Акимка отряхнулся, посмотрел на Ваню и засмеялся.
— Я уж думал, башку расшибут, — сказал он, улыбаясь во весь рот. — Прижали к стенке, не сбежать никуда. А тут ты!
Он вновь засмеялся.
— За что они тебя? — спросил Ваня.
— За дело, — беспечно признался Акимка. — Сам нарвался. Вслух шутканул: мол, понаехали рушане со своими вшами! А тощий тот с кистенём рушанином оказался. Остальные тоже из его родни, хоть и здешние.
Ваня покачал головой:
— С тобой, Акимка, всегда что-нибудь случается. Прямо боюсь рядом с тобой идти — опять из-за тебя и мне достанется.
— И не говори, — кивнул Акимка. — Сам на себя удивляюсь. Видать, судьба така.
Впрочем, незаметно было, чтобы он испытывал сожаление по поводу своей судьбы.
— Как боярыня Григорьева тебя поймала, помнишь? — спросил он.
Ваня кивнул, нахмурившись. Ещё бы он не помнил! Такой позор не скоро забудешь.
— Я ведь на сеннике тогда до темноты и просидел. Спустился в потёмках, бегом к забору, а доска-то и заколочена! Я туда, сюда — нет пути! Слышу, псы лают, ко мне приближаются. Уж как я подпрыгнул да ухватился за верхний край, и сам не знаю по сей день. Страх силы прибавил!
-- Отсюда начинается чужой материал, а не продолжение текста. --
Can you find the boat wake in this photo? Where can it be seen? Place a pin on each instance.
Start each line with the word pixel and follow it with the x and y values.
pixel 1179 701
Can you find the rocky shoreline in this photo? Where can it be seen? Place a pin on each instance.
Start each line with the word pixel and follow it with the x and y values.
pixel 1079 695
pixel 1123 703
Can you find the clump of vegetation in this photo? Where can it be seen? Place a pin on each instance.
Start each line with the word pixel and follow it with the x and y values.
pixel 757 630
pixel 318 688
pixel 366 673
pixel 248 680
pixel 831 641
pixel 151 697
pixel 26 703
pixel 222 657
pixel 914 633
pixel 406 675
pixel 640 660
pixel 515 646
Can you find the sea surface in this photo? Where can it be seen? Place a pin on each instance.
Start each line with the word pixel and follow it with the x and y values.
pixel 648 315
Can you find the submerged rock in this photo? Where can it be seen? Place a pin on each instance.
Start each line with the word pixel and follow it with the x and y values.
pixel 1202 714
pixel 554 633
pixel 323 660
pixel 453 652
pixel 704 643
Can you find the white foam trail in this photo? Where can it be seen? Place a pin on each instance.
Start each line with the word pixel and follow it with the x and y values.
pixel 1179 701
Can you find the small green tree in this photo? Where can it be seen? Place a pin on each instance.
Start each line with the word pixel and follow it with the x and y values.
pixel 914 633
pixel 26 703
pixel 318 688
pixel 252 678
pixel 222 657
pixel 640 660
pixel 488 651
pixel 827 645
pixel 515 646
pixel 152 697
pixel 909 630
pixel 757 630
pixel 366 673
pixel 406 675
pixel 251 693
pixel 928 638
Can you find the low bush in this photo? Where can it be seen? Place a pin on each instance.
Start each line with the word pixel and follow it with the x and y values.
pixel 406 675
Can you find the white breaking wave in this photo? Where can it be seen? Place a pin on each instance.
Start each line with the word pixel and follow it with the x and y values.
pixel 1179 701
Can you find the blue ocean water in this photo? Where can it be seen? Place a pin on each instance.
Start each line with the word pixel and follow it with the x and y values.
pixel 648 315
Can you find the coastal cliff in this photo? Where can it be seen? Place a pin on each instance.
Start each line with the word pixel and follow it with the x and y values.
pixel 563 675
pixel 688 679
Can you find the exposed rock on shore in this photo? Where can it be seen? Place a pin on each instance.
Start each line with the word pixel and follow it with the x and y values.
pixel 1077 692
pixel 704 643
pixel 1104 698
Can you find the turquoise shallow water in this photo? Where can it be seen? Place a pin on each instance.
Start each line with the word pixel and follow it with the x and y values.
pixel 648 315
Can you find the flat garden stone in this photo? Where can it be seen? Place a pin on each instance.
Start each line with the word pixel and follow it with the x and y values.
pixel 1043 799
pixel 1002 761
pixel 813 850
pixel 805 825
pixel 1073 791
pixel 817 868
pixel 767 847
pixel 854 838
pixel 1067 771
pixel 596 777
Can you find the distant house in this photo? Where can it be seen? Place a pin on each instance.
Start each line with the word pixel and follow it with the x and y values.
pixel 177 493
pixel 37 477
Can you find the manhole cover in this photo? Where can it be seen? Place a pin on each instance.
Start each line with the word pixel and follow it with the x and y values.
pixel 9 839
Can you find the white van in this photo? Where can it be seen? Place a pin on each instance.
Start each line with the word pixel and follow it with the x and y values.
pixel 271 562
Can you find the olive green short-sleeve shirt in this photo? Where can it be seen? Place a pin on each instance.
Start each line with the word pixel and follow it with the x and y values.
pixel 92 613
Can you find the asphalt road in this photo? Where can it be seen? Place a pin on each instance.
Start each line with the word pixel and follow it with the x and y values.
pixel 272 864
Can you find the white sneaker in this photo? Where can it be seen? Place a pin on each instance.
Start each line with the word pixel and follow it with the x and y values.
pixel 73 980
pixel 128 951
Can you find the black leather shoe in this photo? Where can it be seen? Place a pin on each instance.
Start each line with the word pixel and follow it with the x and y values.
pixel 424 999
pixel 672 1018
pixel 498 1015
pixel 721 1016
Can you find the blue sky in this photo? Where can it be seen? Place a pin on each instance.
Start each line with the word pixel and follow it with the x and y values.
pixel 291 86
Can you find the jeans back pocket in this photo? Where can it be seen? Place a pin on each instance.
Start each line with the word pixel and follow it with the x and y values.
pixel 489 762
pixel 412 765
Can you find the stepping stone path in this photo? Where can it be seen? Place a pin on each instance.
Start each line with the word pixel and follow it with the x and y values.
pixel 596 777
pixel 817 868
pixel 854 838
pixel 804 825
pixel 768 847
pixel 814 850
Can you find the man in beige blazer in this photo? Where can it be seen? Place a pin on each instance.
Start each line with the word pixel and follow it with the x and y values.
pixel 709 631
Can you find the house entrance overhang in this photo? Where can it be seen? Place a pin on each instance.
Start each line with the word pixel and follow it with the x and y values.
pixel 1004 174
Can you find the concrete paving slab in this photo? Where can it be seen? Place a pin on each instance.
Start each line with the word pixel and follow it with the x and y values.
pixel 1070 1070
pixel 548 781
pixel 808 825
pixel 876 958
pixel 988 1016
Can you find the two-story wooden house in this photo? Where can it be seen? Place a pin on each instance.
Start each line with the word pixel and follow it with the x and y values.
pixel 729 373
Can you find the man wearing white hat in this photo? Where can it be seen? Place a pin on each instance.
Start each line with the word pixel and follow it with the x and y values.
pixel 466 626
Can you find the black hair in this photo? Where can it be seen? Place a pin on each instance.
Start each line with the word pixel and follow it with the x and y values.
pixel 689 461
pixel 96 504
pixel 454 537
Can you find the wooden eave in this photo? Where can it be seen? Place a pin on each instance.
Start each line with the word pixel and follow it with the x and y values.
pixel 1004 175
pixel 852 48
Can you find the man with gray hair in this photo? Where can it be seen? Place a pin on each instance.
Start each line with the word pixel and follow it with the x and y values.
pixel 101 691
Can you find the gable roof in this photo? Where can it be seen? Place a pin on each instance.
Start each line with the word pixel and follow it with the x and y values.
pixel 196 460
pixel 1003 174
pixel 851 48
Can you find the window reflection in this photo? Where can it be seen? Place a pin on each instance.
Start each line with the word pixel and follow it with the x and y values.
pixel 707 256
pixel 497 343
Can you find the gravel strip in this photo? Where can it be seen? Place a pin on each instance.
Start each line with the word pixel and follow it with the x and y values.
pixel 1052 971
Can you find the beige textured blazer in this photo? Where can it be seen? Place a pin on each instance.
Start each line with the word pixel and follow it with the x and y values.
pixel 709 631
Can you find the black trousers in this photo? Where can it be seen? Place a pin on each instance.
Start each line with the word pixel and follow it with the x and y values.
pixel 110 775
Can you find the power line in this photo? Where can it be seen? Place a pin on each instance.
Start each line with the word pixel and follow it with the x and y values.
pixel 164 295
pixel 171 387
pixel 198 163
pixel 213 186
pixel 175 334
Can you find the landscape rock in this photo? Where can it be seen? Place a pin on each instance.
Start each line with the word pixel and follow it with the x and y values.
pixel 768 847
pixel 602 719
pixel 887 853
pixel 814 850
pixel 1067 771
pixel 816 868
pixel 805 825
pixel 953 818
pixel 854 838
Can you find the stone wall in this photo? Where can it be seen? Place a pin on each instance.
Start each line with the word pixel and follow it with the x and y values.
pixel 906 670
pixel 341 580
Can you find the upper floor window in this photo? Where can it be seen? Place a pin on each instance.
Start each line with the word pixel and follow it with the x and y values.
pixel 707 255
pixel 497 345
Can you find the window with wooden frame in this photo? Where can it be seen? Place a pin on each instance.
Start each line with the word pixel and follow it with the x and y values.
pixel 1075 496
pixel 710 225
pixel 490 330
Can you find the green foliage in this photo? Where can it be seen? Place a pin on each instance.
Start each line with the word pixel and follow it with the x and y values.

Он посмотрел на Ваню и хлопнул себя ладонями по бёдрам.
— А у тебя силы-то, гляжу, прибавилось! Эвон как паренька киданул, чуть дух не выбил из него! И росту прибавилось, гляжу. С тобой теперь не боязно хоть на Торг ходить, хоть ещё куда.
— Ты что же думаешь, — усмехнулся Ваня, — мне боле дел нет, как тебя из драк вызволять?
— Не, это я так, к слову. А вызволять если и придётся, то уж не тебе.
— Почему это? — Ване даже обидно стало слегка от таких слов.